Twenty years ago on Jan. 17 at 5:00 a.m., I awoke and began my morning routine of making coffee and sitting down to a good book. I was actually lying down, as I lived in 4.5 tatami mat room and my bed also served as my couch. I had returned to Japan on 15 January, following a trip to the United States to celebrate Christmas with the family. It was the first time to be home in more than two years.

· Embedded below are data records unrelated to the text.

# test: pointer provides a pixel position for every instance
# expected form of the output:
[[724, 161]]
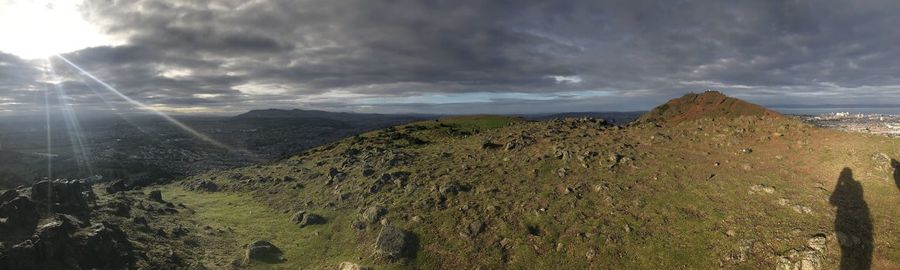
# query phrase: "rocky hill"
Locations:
[[732, 190], [709, 104]]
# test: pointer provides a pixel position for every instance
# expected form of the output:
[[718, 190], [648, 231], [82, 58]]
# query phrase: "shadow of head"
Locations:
[[896, 165], [853, 222]]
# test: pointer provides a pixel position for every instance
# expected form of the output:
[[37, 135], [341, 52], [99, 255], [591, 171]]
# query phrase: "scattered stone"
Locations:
[[8, 196], [450, 188], [263, 251], [155, 196], [61, 197], [490, 145], [373, 214], [311, 219], [298, 217], [475, 228], [730, 233], [818, 242], [392, 243], [762, 188], [117, 186], [352, 266], [205, 185], [18, 218], [800, 209], [368, 171]]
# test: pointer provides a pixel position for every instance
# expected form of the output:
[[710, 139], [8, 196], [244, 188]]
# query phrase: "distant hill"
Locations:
[[306, 114], [705, 105], [618, 118]]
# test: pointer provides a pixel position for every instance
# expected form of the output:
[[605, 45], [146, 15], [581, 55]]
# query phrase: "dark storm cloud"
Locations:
[[235, 55]]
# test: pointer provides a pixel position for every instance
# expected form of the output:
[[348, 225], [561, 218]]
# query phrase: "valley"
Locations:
[[744, 190]]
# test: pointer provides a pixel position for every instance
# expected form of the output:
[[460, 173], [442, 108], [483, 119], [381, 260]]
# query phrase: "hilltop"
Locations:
[[732, 189], [709, 104]]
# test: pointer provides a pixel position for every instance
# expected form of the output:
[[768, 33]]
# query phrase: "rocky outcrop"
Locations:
[[62, 197], [64, 243], [708, 104], [263, 251], [392, 243], [18, 218]]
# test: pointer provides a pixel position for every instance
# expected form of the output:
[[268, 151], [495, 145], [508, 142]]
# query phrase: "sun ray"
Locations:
[[143, 106], [73, 128]]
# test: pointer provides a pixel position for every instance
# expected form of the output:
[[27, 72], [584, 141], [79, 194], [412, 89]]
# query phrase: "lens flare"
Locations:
[[143, 106], [73, 129]]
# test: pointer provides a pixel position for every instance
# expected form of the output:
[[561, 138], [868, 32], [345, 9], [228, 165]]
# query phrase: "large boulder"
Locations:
[[352, 266], [392, 243], [63, 244], [8, 195], [18, 218], [263, 251], [155, 196], [61, 197], [117, 186], [205, 186], [103, 246], [304, 219], [373, 214]]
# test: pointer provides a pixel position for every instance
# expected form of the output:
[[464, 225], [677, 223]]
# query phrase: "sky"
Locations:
[[449, 57]]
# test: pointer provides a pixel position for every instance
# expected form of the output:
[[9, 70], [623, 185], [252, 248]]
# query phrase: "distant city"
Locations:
[[874, 123]]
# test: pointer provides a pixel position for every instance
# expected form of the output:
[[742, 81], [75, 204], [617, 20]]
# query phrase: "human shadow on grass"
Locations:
[[896, 165], [853, 222]]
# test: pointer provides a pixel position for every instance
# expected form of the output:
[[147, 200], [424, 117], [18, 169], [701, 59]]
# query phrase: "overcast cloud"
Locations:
[[457, 56]]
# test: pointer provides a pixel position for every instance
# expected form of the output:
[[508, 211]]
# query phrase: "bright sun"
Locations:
[[40, 28]]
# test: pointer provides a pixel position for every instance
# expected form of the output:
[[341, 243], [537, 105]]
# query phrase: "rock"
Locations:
[[155, 196], [205, 185], [298, 217], [311, 219], [116, 187], [847, 240], [490, 145], [475, 228], [352, 266], [762, 188], [61, 197], [103, 246], [8, 195], [373, 214], [368, 171], [18, 218], [450, 188], [263, 251], [392, 243], [818, 242]]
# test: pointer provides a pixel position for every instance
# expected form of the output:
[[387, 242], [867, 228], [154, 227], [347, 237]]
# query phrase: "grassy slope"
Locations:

While home in New Jersey, I had transitioned to decaffeinated coffee, but as I did not have any with me in my student dorm in Toyonaka City, Osaka Prefecture, I used regular coffee. About 40 minutes later after I poured my first cup, my body started vibrating and I got very jumpy. I thought it was the effect of the caffeine, but when the Earth started roaring, the building rumbling, the room shaking, and the furniture and items in my room jumping and flying around, I knew it was not the coffee.
It was the magnitude 6.8 earthquake that damaged much of Kobe and southern Hyogo Prefecture, later known as the Great Hanshin-Awaji Earthquake, that killed more than 6,000 people, including two of my classmates. One was Jun Kudo, who was on the path of becoming a great scholar of political science, and the other was Wataru Mori, who seemed destined to become a star reporter for the Yomiuri Shimbun.